AWS Cost & Capacity Planning
Comprehensive budget planning and cost optimization for AWS EKS TES deployment
Monthly Cost Breakdown
Base Scenario: 1000 Genomics Tasks (2-Hour Average)
Assumptions:
- Average task duration: 2 hours
- Average task size: 4 vCPU, 8 GB RAM
- 1000 tasks/month
- Total compute: 2000 vCPU-hours/month
- 70% Spot, 30% On-Demand mix
Cost Breakdown
| Component | Unit Cost | Usage | Monthly Cost |
|---|---|---|---|
| EKS Control Plane | $0.10 | 1 cluster | $0.10 |
| EC2 On-Demand | $0.28/hr (c6g.large) | 600 vCPU-hrs ÷ 2 = 300 hrs | $84 |
| EC2 Spot | $0.084/hr (c6g.large) | 1400 vCPU-hrs ÷ 2 = 700 hrs | $58.80 |
| EBS Storage | $0.10/volume + $0.000417/IOPS-month | 40 nodes × $0.10 + IOPS | $10 |
| EFS Storage | $0.30/GB-month | 100 GB | $30 |
| S3 Storage | $0.023/GB-month | 500 GB | $11.50 |
| S3 Requests | $0.0004/1000 GET | 1M requests | $0.40 |
| Data Transfer Out | $0.02/GB | 100 GB | $2 |
| ALB | $18.25 + $0.006/LB-hour | 1 LB (optional) | ~$22 (optional) |
| TOTAL (with ALB) | ~$218 | ||
| TOTAL (without ALB) | ~$196 |
Cost Scenarios
Scenario 1: Small Lab (200 Tasks/Month)
Compute: 400 vCPU-hours
- 120 vCPU-hrs on-demand × $0.28 = $33.60
- 280 vCPU-hrs spot × $0.084 = $23.52
Storage: 50 GB EFS, 200 GB S3
- EFS: 50 × $0.30 = $15
- S3: 200 × $0.023 = $4.60
Infrastructure:
- EKS: $0.10
- EBS: $5
- Requests: <$1
TOTAL: ~$83/month
Use case: Testing, development, pilot studies
Cost breakdown:
- Compute: 65%
- Storage: 25%
- Infrastructure: 10%
Scenario 2: Medium Production (1000 Tasks/Month)
Compute: 2000 vCPU-hours
- 600 vCPU-hrs on-demand × $0.28 = $168
- 1400 vCPU-hrs spot × $0.084 = $117.60
Storage: 100 GB EFS, 500 GB S3
- EFS: 100 × $0.30 = $30
- S3: 500 × $0.023 = $11.50
Infrastructure:
- EKS: $0.10
- EBS: $10
- Requests: $0.50
TOTAL: ~$337/month
Use case: Standard genomics analysis, daily workflows
Cost breakdown:
- Compute: 85%
- Storage: 12%
- Infrastructure: 3%
Scenario 3: High-Volume Production (5000 Tasks/Month)
Compute: 10000 vCPU-hours
- 3000 vCPU-hrs on-demand × $0.28 = $840
- 7000 vCPU-hrs spot × $0.084 = $588
Storage: 500 GB EFS, 2 TB S3
- EFS: 500 × $0.30 = $150
- S3: 2000 × $0.023 = $46
Infrastructure:
- EKS: $0.10
- EBS: $30
- Requests: $2
- ALB: $22
TOTAL: ~$1,679/month
Use case: Large-scale research, production genomics platform
Cost breakdown:
- Compute: 85%
- Storage: 12%
- Infrastructure: 3%
Cost Optimization
1. Maximize Spot Usage
Strategy: Use Spot for fault-tolerant tasks, keep on-demand for critical workloads
Savings:
- Spot instances: 70% cheaper than on-demand
- Mix 70% Spot / 30% On-Demand → 40% overall compute savings
Implementation:
# In Cromwell runtime block
runtime {
docker: "my-image:latest"
cpu: 4
memory: "8 GB"
# For fault-tolerant tasks (most genomics)

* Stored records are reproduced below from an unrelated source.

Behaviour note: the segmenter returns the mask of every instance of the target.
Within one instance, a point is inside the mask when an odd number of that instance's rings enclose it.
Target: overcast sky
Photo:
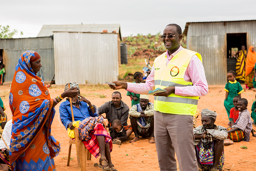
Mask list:
[[[1,1],[0,25],[36,37],[44,25],[116,24],[123,37],[162,33],[171,23],[256,19],[255,0]],[[20,31],[24,33],[21,37]]]

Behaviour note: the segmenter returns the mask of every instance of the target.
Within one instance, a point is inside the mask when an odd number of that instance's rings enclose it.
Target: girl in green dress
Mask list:
[[[227,76],[228,82],[226,84],[224,89],[224,90],[226,91],[224,100],[224,106],[229,120],[228,125],[231,126],[231,118],[229,118],[229,114],[230,110],[234,107],[233,104],[233,98],[236,96],[239,96],[241,97],[241,93],[244,91],[244,89],[240,83],[236,80],[236,73],[234,71],[229,71],[228,72]]]
[[[256,98],[256,96],[255,96]],[[256,101],[255,101],[252,104],[252,113],[251,114],[251,117],[253,120],[253,124],[256,126]]]
[[[133,83],[140,83],[143,80],[143,74],[140,72],[136,72],[133,75],[133,79],[135,81],[133,82]],[[130,91],[127,91],[127,96],[130,96],[132,100],[132,107],[137,104],[140,103],[140,94],[136,94],[133,93],[131,93]]]

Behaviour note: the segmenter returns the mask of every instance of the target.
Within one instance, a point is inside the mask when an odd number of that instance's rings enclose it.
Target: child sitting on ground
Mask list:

zones: ["spot"] # Or allow both: ["spot", "on-demand"]
}
Cost impact:
- 2000 vCPU-hours at 70% spot: $142.80 vs $560 on-demand
- Savings: $417/month
2. Right-Size Instances
Don’t over-provision instances
✗ Wrong: Running c6g.4xlarge (16 vCPU) for 4-vCPU task
Cost per task: 16 × $0.28/hr × 2hr = $8.96
Wasted: 75% of CPU
✓ Correct: Running c6g.large (2 vCPU) for 4-vCPU task with 2 instances
Cost per task: (2 × 2) × $0.084/hr × 2hr = $0.67 (2 tasks run in parallel)
Efficiency: 100%
Karpenter auto-sizing:
# Karpenter will select smallest fitting instance
# This naturally right-sizes workloads
requirements:
- key: node.kubernetes.io/instance-cpu
operator: Lt
values: ["16"] # Don't use >16 vCPU instances
Cost impact:
- Right-sizing reduces wasted capacity
- Savings: 15–25% of compute costs
3. Consolidate During Off-Hours
Scale down at night
# Cron job to consolidate (0:00 UTC)
0 0 * * * kubectl patch nodepool workers --type=merge -p \
'{"spec":{"consolidateAfter":"1s"}}' && sleep 300 && \
kubectl patch nodepool workers --type=merge -p \
'{"spec":{"consolidateAfter":"30s"}}'
Cost impact:
- If 30% of tasks run off-hours: 30% consolidation
- Savings: $15–50/month for small deployments
4. Use EFS Provisioned Throughput Instead of Burst
When to switch:
| Metric | Burst | Provisioned | Decision |
|---|---|---|---|
| Baseline throughput | 1–3 MB/s | 1–1000 MB/s | If need >3 MB/s, switch to provisioned |
| Burst credit usage | 0 credits/day | N/A | If credits exhausted daily, switch |
| Cost | $0.30/GB | $0.30/GB + $0.10/MB/s-month | Provisioned if >330 MB/s sustained |
| Use case | Bursty I/O (genomics typical) | Sustained high throughput (big files) | Genomics = burst, keep burst |
Decision tree:
Do you have sustained 4+ hours of IO per day?
No → Use Burst (save $)
Yes → Check throughput need
<3 MB/s → Use Burst
3–30 MB/s → Use Provisioned (1–10 MB/s level)
>30 MB/s → Use Provisioned (higher level)
Cost impact:
- Provisioned throughput: +$0.10/MB/s-month
- 10 MB/s provisioned: +$120/month
- Only switch if currently bottlenecked by EFS
5. S3 Tiering (Long-Term Storage)
Move old data to cheaper storage classes
# After 30 days: move to Standard-IA (infrequent access)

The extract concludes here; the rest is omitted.